Das konnte C. Brian Haselgrove 1958 beweisen: Er zeigte, dass es zwangsläufig eine Zahl n geben muss, für welche die Summe L(1) + L(2) +L(3) … + L(n) größer ist als null. Haselgrove konnte allerdings nicht angeben, wann genau dieser Übergang geschieht. In seiner Arbeit schätze er, n würde in der Größenordnung von 10361 liegen – eine unvorstellbar gigantische Zahl. Selbst mit heutigen Supercomputern lässt sich das nicht direkt überprüfen.

Nun wusste die Fachwelt zwar, dass die Vermutung von Pólya falsch war. Doch die Forschenden fragten sich, für welchen Wert von n die summierte Liouville-Funktion erstmals einen positiven Wert liefert. Die Jagd war eröffnet: Mit dem Aufkommen von Computern durchforsteten Fachleute den Zahlenstrahl auf der Suche nach dem kleinstmöglichen Gegenbeispiel zur Vermutung von Pólya.

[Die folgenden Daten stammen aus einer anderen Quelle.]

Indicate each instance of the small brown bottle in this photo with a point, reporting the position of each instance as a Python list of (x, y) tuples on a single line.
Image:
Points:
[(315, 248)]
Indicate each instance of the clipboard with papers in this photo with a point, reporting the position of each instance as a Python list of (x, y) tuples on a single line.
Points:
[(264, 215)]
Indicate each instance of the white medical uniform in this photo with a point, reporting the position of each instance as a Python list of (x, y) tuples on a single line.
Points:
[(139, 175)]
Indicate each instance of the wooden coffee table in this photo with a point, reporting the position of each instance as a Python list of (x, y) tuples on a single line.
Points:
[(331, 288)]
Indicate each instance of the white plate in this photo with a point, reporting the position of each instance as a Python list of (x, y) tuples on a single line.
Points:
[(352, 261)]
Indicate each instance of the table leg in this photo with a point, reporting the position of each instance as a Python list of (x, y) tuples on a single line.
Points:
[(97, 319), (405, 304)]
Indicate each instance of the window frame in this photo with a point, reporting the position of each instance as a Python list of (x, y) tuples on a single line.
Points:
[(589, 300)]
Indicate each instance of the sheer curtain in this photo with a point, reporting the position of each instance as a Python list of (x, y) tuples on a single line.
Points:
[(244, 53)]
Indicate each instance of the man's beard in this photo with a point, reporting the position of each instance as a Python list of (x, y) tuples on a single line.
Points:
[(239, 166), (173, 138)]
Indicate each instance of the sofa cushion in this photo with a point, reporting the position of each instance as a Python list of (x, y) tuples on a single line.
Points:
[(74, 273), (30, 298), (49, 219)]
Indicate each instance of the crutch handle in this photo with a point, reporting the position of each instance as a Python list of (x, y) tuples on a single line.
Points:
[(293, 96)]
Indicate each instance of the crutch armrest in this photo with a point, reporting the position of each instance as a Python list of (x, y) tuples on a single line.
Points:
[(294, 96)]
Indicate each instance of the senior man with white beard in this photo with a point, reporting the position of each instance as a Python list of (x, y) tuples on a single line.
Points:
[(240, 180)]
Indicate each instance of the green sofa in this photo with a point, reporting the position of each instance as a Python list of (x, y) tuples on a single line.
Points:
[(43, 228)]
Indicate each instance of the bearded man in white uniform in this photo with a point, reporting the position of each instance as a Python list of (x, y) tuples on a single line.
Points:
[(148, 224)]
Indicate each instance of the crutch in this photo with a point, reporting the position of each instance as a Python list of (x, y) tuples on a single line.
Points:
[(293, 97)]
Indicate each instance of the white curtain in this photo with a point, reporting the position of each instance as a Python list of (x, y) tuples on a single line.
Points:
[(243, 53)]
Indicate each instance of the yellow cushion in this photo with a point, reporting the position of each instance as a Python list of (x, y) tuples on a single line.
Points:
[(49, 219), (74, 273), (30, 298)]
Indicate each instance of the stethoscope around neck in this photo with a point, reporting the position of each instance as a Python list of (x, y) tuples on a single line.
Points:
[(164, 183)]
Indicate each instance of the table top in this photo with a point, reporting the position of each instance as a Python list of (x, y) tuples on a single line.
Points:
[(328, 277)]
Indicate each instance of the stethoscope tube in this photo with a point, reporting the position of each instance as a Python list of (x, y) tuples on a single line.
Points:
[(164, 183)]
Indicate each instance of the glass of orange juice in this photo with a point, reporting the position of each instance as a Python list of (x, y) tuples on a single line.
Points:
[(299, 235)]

1980 wurde der Mathematiker Minoru Tanaka fündig. Für n = 906 150 257 nimmt die summierte Liouville-Funktion zum ersten Mal einen positiven Wert an – und verweilt dann sogar für etliche Zahlenwerte im positiven Bereich. In seiner ursprünglichen Arbeit hatte Haselgrove bewiesen, dass der Graph der summierten Liouville-Funktion im Lauf der Zeit unendlich oft zwischen positiven und negativen Bereichen wechselt.

Gegenbeispiel zu Polyás Vermutung | Betrachtet man die summierte Liouville-Funktion für Zahlen im Bereich von 900 Millionen, dringt der Graph plötzlich in den positiven Wertebereich ein.

Damit sind die wichtigsten Fragen rund um die Vermutung von Pólya beigelegt. Sie dient inzwischen als Paradebeispiel dafür, dass reinen Beobachtungen in der Mathematik nicht ohne Weiteres zu trauen ist – es ist immer ein stichhaltiger Beweis nötig. Auf die riemannsche Vermutung hat Haselgroves Gegenbeweis allerdings keine Auswirkungen: Nur weil die Vermutung von Pólya falsch ist, folgt daraus nicht, dass die riemannsche Vermutung nicht stimmt. Und wer weiß, vielleicht machen Mathematikerinnen und Mathematiker auch in dieser Sache irgendwann eine unerwartete Entdeckung und finden eine gigantische Zahl, die mit dem vorhergesagten Muster bricht.